Cannabidiol has become a popular go-to option for men and women who are looking for relief from a range of conditions, such as stress, anxiety, and inflammation. With the passage of the 2018 Farm Bill, states have the power to determine the legal status of CBD in their own jurisdictions. Every state is different and when it comes to Arizona, here is the information that is out there concerning CBD’s status:
The Arizona Medical Marijuana Act
Arizona passed the Arizona Medical Marijuana Act in 2010. Under the Act, medical marijuana is permitted for use by qualifying patients. There are two types of qualifying patients, “Adult Patients” and “Patients Under the Age of 18.” Different regulations apply to each, so those who are interested in applying for qualification must meet the requirements.
Significantly, a “qualifying patient” is “a person who has been diagnosed by a physician as having a debilitating medical condition.” Qualifying patients who are interested in using medical marijuana in Arizona must register for a registration card. A “registry identification card” is defined as “a document issued by the department that identifies a person as a registered qualifying patient, registered designated caregiver or the registered nonprofit medical marijuana dispensary agent.”
The Arizona Department of Health Services provides a plethora of information on medical marijuana, but it also has a notice on its site concerning concerns over debilitating medical conditions.
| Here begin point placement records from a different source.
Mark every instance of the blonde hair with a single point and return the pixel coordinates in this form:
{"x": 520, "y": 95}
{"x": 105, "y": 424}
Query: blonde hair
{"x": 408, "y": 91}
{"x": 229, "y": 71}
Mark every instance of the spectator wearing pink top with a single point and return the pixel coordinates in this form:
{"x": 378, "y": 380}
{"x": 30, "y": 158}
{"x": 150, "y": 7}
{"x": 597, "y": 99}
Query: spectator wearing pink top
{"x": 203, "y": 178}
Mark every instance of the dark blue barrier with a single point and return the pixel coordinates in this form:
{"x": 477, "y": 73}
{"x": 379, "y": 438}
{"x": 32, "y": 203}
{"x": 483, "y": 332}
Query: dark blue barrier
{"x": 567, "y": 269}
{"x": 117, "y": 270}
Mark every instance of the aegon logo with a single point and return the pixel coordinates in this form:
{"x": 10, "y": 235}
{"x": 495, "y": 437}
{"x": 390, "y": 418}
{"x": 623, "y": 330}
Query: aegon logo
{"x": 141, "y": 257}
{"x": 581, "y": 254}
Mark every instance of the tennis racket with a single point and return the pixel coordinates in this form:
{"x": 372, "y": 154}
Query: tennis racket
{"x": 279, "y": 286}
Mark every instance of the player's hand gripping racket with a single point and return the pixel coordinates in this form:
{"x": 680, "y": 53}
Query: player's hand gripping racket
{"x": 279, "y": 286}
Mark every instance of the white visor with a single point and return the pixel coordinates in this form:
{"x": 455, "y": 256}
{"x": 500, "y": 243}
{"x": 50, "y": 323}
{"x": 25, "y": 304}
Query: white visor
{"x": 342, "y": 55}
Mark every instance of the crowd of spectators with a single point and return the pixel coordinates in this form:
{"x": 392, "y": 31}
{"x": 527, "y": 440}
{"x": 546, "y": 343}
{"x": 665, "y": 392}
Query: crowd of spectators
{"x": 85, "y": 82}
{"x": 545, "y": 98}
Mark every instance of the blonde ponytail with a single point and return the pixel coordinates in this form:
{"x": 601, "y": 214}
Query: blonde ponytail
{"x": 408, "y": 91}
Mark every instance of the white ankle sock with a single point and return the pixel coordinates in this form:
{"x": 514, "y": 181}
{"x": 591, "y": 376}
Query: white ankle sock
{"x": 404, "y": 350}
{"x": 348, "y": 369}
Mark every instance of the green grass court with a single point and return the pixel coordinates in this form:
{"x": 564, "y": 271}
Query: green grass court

There is no consensus yet as to what such a condition is. As a result, the notice states that “The Department will accept petitions to add to the list of debilitating medical conditions from January 21 to 25, 2019. Petitions will be accepted via U.S. Mail only at P.O. Box 19000, Phoenix, AZ 85005 and must be postmarked by the last day of the petition cycle.”
Though there is no indication as to the results of the petition cycle, if anything does go forward, it may provide users with more insight as to what qualifies them for a medical marijuana card.
What is Usable Marijuana?
The definition of usable marijuana determines what users medical marijuana card holders can possess. The Arizona Medical Marijuana defines “usable marijuana” as “the dried flower of the marijuana plant, and any mixture or preparation thereof, but does not include the seeds, stalks and roots of the plant and does not include the weight of any non-marijuana ingredients combined with marijuana and prepared for consumption of food and drink.”
The issue with CBD is that it can be derived from various parts of the plant and many brands sell CBD, CBD oil, hemp, and hemp extract from the parts of the plant that are not designated as usable marijuana. This is the reason that medical marijuana qualifying patients must be careful concerning the products that they buy. Anything other than the dried flower, according to the definition of usable marijuana, seems to be banned.
Prohibited Conduct for Medical Marijuana Qualifying Patients
Qualifying patients who are permitted to use medical marijuana should also be aware that there are limitations to the act. As the Act explains, “This chapter does not authorize any person to engage in, and does not prevent the imposition of any civil, criminal or other penalties for engaging in” certain conduct. This conduct includes “undertaking any task under the influence of marijuana that would constitute negligence or professional malpractice” or “possessing or engaging in the medical use of marijuana” in public spaces, such as a school bus, on the grounds of any preschool or primary or secondary school, and in a correctional facility.
As for the use of marijuana, it cannot be used on any form of public transportation or in a public space. These are just a few of the examples identified in the act. Medical marijuana qualifying patients should read the act to determine the exact scope of the limitations. This way, users can use medical marijuana safely and smartly.
Arizona Industrial Hemp Pilot Program
Arizona’s Governor Dough Ducey signed a bill allowing for an industrial hemp pilot program. According to the news release, SB 1098 provides funding for the Arizona Department of Agriculture’s (AZDA) agricultural pilot program, which allows “universities and those with a license from AZDA to begin cultivating industrial hemp – the fiber form of cannabis.” The hemp must have a THC level below 0.3.
Also according to the news release, “Industrial hemp grown under the pilot program would be an agricultural product that requires a grower, transporter or processor to obtain a license from the AZDA.” Further, the news release highlights the hope for the bill, which is that it may open the state to the possibility of a new agricultural product and have a positive economic impact on the state.
Overall, qualifying medical marijuana patients in possession of a valid ID should ensure that they are purchasing products from a legitimate dispensary and products that are made only from the qualifying part of the plant. Users are encouraged to read through the legislation to understand its parameters and to stay updated of any changes, for good or for worse, in the law of the state.
Disclaimer: This is not legal advice or guidance. But simply general information. It is best to stay abreast of federal law and the law in one’s state and individuals are responsible for their own decisions concerning CBD and marijuana.